I am also unable to understand how an administrative law judge, the Industrial Commission, or an appellate court is supposed to determine what “typical nonem-ployment activities” are “in today’s society,” as they now must do for the purpose of determining legal causation for workers with preexisting medical conditions. Does that mean what a typical sixty-five-year-old does or a typical twenty-one-year-old does during his or her nonemployment activities? Is it what a professional football player does in his leisure time or what a ballet dancer does? Is it what a sedentary worker does in his or her off-hours or what a forest ranger does?
Instead of defining a meaningful standard, the majority provides examples which supposedly illustrate the unarticulated principle. The examples “include taking full garbage cans to the street, lifting and carrying baggage for travel, changing a flat tire on an automobile, lifting a small child to chest height, and climbing the stairs in buildings.” These few examples, which I find to be arguable in any event since they reflect only what some people may do from time to time, do not substitute for a legal standard. I seriously wonder whether changing a flat tire on an automobile is a typical activity in today’s society, and I do not know how much luggage the “typical” individual lifts or how far he or she carries it. The point is that the majority has not set forth a workable standard at all.

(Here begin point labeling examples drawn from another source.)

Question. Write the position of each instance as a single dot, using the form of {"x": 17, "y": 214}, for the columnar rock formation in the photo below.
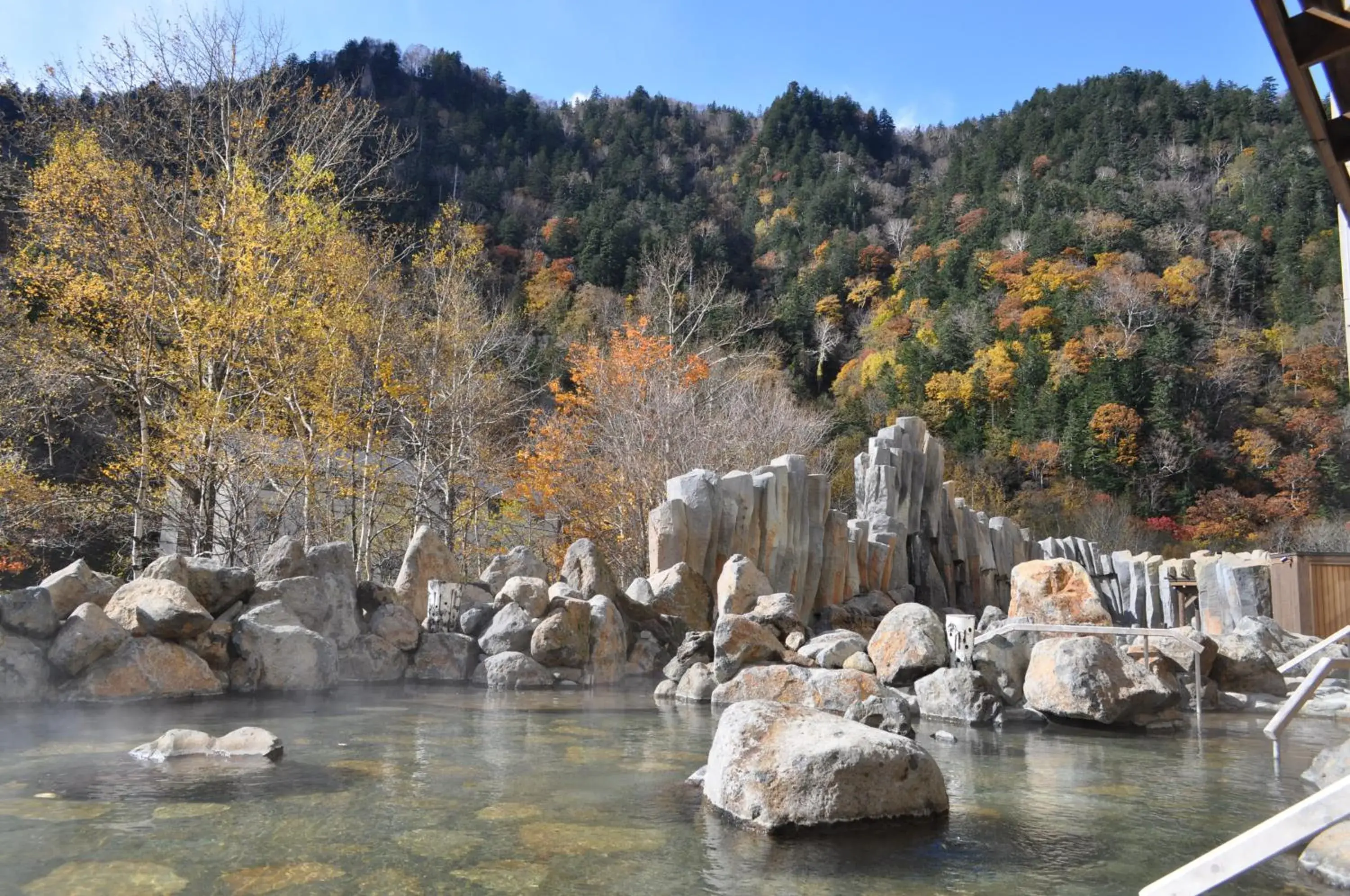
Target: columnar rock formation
{"x": 913, "y": 538}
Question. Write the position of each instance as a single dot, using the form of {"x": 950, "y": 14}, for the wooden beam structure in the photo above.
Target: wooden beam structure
{"x": 1318, "y": 36}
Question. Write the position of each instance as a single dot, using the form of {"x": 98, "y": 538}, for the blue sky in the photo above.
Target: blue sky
{"x": 924, "y": 61}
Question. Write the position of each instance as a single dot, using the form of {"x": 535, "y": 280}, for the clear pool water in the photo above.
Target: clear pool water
{"x": 445, "y": 790}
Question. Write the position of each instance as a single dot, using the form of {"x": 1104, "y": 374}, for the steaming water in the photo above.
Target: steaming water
{"x": 424, "y": 790}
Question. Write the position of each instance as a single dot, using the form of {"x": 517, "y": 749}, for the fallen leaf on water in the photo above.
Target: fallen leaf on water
{"x": 107, "y": 879}
{"x": 269, "y": 879}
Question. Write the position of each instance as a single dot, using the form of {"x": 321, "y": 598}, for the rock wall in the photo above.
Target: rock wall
{"x": 913, "y": 538}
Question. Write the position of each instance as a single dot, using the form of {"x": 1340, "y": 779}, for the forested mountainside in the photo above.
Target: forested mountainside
{"x": 1128, "y": 281}
{"x": 1118, "y": 303}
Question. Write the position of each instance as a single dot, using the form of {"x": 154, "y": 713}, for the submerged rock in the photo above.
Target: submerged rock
{"x": 29, "y": 612}
{"x": 962, "y": 695}
{"x": 145, "y": 668}
{"x": 832, "y": 690}
{"x": 243, "y": 741}
{"x": 1084, "y": 678}
{"x": 87, "y": 637}
{"x": 76, "y": 585}
{"x": 908, "y": 644}
{"x": 445, "y": 656}
{"x": 775, "y": 766}
{"x": 160, "y": 609}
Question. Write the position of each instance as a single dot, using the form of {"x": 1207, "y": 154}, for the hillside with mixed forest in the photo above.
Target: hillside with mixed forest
{"x": 1118, "y": 303}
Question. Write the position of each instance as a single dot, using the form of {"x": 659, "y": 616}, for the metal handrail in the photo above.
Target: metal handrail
{"x": 1317, "y": 648}
{"x": 1246, "y": 851}
{"x": 1302, "y": 695}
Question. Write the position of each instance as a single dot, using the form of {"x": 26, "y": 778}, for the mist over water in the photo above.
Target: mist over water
{"x": 441, "y": 790}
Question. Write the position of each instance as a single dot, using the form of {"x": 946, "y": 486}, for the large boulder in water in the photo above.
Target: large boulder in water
{"x": 518, "y": 562}
{"x": 160, "y": 609}
{"x": 445, "y": 656}
{"x": 145, "y": 668}
{"x": 1330, "y": 766}
{"x": 775, "y": 766}
{"x": 427, "y": 559}
{"x": 25, "y": 674}
{"x": 1056, "y": 591}
{"x": 831, "y": 690}
{"x": 586, "y": 570}
{"x": 76, "y": 585}
{"x": 1086, "y": 678}
{"x": 960, "y": 695}
{"x": 279, "y": 654}
{"x": 682, "y": 591}
{"x": 563, "y": 636}
{"x": 242, "y": 743}
{"x": 908, "y": 644}
{"x": 335, "y": 569}
{"x": 29, "y": 612}
{"x": 740, "y": 641}
{"x": 86, "y": 637}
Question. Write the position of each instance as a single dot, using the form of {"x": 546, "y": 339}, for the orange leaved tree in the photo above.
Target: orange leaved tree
{"x": 635, "y": 412}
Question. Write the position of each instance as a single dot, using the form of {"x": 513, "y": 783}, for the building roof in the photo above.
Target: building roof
{"x": 1317, "y": 36}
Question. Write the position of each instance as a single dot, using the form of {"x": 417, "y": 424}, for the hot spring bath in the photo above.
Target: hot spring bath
{"x": 446, "y": 790}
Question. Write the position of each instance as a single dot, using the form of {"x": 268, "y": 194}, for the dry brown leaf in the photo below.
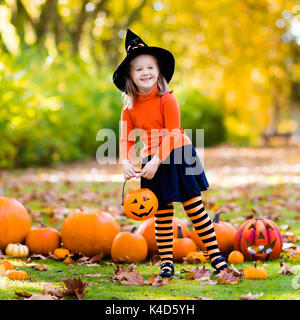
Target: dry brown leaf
{"x": 48, "y": 289}
{"x": 285, "y": 268}
{"x": 38, "y": 256}
{"x": 197, "y": 298}
{"x": 75, "y": 287}
{"x": 157, "y": 281}
{"x": 198, "y": 273}
{"x": 251, "y": 296}
{"x": 68, "y": 260}
{"x": 41, "y": 297}
{"x": 191, "y": 260}
{"x": 41, "y": 267}
{"x": 128, "y": 276}
{"x": 95, "y": 275}
{"x": 226, "y": 277}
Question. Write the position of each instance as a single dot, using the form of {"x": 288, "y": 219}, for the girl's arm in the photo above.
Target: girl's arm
{"x": 127, "y": 146}
{"x": 173, "y": 136}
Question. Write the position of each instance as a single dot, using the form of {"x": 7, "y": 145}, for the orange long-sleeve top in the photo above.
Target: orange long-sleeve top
{"x": 157, "y": 119}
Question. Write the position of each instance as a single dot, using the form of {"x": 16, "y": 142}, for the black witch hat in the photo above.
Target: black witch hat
{"x": 135, "y": 46}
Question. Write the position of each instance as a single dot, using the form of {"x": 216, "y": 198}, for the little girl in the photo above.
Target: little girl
{"x": 151, "y": 108}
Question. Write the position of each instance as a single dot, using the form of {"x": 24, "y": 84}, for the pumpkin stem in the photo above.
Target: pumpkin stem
{"x": 133, "y": 229}
{"x": 179, "y": 233}
{"x": 257, "y": 213}
{"x": 217, "y": 216}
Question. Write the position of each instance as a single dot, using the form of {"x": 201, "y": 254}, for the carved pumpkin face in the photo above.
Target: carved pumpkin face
{"x": 259, "y": 239}
{"x": 140, "y": 204}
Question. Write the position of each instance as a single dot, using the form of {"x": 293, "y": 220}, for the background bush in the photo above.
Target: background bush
{"x": 51, "y": 110}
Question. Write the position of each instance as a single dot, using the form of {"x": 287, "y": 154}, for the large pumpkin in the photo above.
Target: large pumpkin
{"x": 147, "y": 230}
{"x": 90, "y": 233}
{"x": 129, "y": 247}
{"x": 225, "y": 234}
{"x": 42, "y": 240}
{"x": 140, "y": 204}
{"x": 258, "y": 238}
{"x": 14, "y": 222}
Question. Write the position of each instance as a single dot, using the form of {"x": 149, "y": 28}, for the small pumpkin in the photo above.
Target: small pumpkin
{"x": 129, "y": 247}
{"x": 258, "y": 238}
{"x": 140, "y": 204}
{"x": 7, "y": 265}
{"x": 16, "y": 274}
{"x": 251, "y": 272}
{"x": 14, "y": 221}
{"x": 182, "y": 246}
{"x": 42, "y": 240}
{"x": 17, "y": 250}
{"x": 147, "y": 230}
{"x": 61, "y": 253}
{"x": 225, "y": 233}
{"x": 235, "y": 257}
{"x": 198, "y": 255}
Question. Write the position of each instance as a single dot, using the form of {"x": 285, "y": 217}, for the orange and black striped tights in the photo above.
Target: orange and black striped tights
{"x": 202, "y": 223}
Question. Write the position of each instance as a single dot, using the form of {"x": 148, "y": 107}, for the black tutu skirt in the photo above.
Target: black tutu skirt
{"x": 179, "y": 178}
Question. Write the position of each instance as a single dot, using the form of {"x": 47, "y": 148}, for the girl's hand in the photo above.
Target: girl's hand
{"x": 129, "y": 170}
{"x": 150, "y": 168}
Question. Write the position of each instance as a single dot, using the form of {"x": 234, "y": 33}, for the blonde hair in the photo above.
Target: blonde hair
{"x": 130, "y": 93}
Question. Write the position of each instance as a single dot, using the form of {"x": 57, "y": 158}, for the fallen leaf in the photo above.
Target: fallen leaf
{"x": 2, "y": 270}
{"x": 197, "y": 298}
{"x": 226, "y": 277}
{"x": 128, "y": 276}
{"x": 41, "y": 267}
{"x": 157, "y": 281}
{"x": 75, "y": 287}
{"x": 285, "y": 268}
{"x": 48, "y": 289}
{"x": 41, "y": 297}
{"x": 198, "y": 273}
{"x": 23, "y": 294}
{"x": 251, "y": 296}
{"x": 38, "y": 256}
{"x": 68, "y": 260}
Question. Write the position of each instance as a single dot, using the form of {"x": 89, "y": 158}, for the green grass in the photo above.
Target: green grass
{"x": 276, "y": 287}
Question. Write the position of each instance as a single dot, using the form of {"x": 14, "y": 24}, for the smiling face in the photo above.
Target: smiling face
{"x": 140, "y": 204}
{"x": 144, "y": 72}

In fact, I have serious doubt that such an artificial construct as “typical nonem-ployment activities” will produce more fair and rational decisions than our past cases. The majority simply assumes a “typical” individual for the purpose of establishing a rational standard. Unfortunately, disabilities happen to real people, not to “average” people, and the law has always recognized *31as much. In short, I do not think that the majority’s newly established standard will produce decisions one whit more consistent or rational than those produced in the past.1
The majority also holds that an injured person must prove that the disability is “medically the result of an exertion or injury that occurred during a work-related activity.” With a degree of hope that I think is unwarranted, the majority states that “[t]he medical causal requirement will prevent an employer from becoming a general insurer of his employees and discourage fraudulent claims.” I am fearful that that hope is seriously misplaced.

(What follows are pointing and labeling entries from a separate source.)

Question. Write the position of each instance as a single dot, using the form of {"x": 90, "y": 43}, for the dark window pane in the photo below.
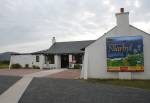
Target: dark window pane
{"x": 51, "y": 59}
{"x": 37, "y": 58}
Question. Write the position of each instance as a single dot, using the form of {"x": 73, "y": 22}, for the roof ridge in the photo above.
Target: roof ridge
{"x": 75, "y": 41}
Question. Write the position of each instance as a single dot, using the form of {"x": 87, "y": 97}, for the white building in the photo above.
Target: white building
{"x": 59, "y": 55}
{"x": 95, "y": 58}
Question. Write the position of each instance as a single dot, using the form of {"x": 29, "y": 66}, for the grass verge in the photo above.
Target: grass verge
{"x": 144, "y": 84}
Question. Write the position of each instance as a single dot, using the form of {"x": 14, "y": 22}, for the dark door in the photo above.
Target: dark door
{"x": 64, "y": 61}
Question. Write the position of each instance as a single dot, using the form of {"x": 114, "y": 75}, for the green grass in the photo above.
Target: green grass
{"x": 144, "y": 84}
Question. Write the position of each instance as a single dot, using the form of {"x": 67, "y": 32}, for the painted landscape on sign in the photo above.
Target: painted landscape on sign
{"x": 125, "y": 54}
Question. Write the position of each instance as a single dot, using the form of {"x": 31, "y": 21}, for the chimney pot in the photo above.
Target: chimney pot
{"x": 53, "y": 40}
{"x": 122, "y": 10}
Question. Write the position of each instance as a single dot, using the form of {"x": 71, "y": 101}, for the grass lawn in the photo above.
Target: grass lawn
{"x": 144, "y": 84}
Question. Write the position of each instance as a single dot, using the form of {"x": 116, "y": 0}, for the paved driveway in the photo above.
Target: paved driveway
{"x": 46, "y": 90}
{"x": 6, "y": 82}
{"x": 67, "y": 74}
{"x": 17, "y": 72}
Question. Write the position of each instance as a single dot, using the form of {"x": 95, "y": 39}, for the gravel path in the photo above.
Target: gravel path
{"x": 17, "y": 72}
{"x": 6, "y": 82}
{"x": 67, "y": 74}
{"x": 46, "y": 90}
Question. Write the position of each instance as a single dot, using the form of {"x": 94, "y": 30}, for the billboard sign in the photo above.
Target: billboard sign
{"x": 125, "y": 54}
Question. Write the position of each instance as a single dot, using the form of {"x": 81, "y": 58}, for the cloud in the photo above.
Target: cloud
{"x": 28, "y": 25}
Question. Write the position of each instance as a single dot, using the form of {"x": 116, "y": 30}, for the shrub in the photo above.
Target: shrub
{"x": 16, "y": 66}
{"x": 77, "y": 66}
{"x": 35, "y": 67}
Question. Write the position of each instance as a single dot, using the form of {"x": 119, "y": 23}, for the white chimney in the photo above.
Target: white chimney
{"x": 122, "y": 21}
{"x": 53, "y": 40}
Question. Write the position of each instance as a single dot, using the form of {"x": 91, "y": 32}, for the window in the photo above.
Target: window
{"x": 37, "y": 58}
{"x": 45, "y": 57}
{"x": 51, "y": 59}
{"x": 77, "y": 58}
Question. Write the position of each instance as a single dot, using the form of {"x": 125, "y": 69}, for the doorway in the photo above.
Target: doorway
{"x": 64, "y": 61}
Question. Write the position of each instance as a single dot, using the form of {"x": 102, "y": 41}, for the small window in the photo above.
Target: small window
{"x": 78, "y": 58}
{"x": 37, "y": 58}
{"x": 51, "y": 59}
{"x": 45, "y": 59}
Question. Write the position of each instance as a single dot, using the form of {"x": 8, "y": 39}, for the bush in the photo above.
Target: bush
{"x": 77, "y": 66}
{"x": 16, "y": 66}
{"x": 35, "y": 67}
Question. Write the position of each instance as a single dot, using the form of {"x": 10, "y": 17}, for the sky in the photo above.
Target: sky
{"x": 29, "y": 25}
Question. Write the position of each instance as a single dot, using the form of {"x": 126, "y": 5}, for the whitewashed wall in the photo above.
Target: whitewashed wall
{"x": 95, "y": 60}
{"x": 31, "y": 60}
{"x": 22, "y": 60}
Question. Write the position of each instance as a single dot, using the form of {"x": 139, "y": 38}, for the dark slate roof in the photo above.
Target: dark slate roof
{"x": 68, "y": 47}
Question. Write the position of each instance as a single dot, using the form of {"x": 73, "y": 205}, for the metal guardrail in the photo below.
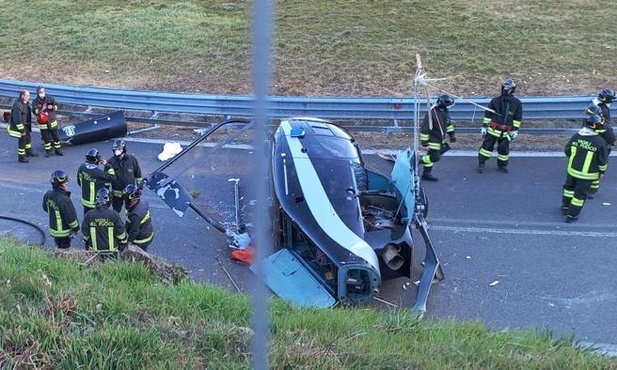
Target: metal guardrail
{"x": 356, "y": 108}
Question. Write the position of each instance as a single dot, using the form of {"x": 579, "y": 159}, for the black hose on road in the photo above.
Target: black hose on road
{"x": 37, "y": 227}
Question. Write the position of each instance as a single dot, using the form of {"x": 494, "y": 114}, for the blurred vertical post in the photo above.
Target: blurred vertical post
{"x": 262, "y": 26}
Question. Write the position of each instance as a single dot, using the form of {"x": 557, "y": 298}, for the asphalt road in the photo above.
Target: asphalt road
{"x": 509, "y": 258}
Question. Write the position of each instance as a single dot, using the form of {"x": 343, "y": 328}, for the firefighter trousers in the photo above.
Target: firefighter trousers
{"x": 503, "y": 149}
{"x": 50, "y": 138}
{"x": 574, "y": 194}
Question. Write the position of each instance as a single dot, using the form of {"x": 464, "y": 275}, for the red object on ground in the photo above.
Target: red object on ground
{"x": 245, "y": 256}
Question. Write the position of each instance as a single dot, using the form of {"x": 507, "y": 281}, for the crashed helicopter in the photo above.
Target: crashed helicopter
{"x": 340, "y": 229}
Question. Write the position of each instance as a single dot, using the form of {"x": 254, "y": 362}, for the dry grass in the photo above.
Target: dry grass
{"x": 336, "y": 48}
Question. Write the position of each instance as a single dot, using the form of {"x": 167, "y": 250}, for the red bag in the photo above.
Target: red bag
{"x": 43, "y": 117}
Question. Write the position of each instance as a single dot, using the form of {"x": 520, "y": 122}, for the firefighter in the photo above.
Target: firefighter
{"x": 127, "y": 171}
{"x": 587, "y": 154}
{"x": 602, "y": 107}
{"x": 20, "y": 126}
{"x": 91, "y": 178}
{"x": 103, "y": 228}
{"x": 435, "y": 125}
{"x": 62, "y": 215}
{"x": 44, "y": 107}
{"x": 138, "y": 218}
{"x": 501, "y": 124}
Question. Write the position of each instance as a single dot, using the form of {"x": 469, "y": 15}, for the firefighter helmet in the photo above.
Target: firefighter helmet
{"x": 93, "y": 156}
{"x": 119, "y": 144}
{"x": 102, "y": 197}
{"x": 607, "y": 96}
{"x": 131, "y": 191}
{"x": 58, "y": 178}
{"x": 593, "y": 121}
{"x": 445, "y": 101}
{"x": 508, "y": 87}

Certainly Professor Larson, largely the source of the Court’s new standards and analysis, is highly acclaimed in this field of law, but there is much to be said for the case-by-case approach in hammering out legal doctrine, even if it does on occasion produce inconsistencies. I readily concede that present law needs to be rationalized and that some cases should be overruled because they are hopelessly inconsistent with other cases, but I do not believe that the law needs to be revolutionized in such a manner as to defeat those humane policies intended to allow for the injuries of workers who come to the work place in an impaired condition.
I also join the Chief Justice’s dissent.

. In my view, the decisions of this Court are generally reconcilable with only a few glaring exceptions and most of them prior to 1980. That there are more inconsistencies the further back one goes in our body of law is not particularly unexpected. In any event, I doubt that the new approach will produce unwavering consistency over the years.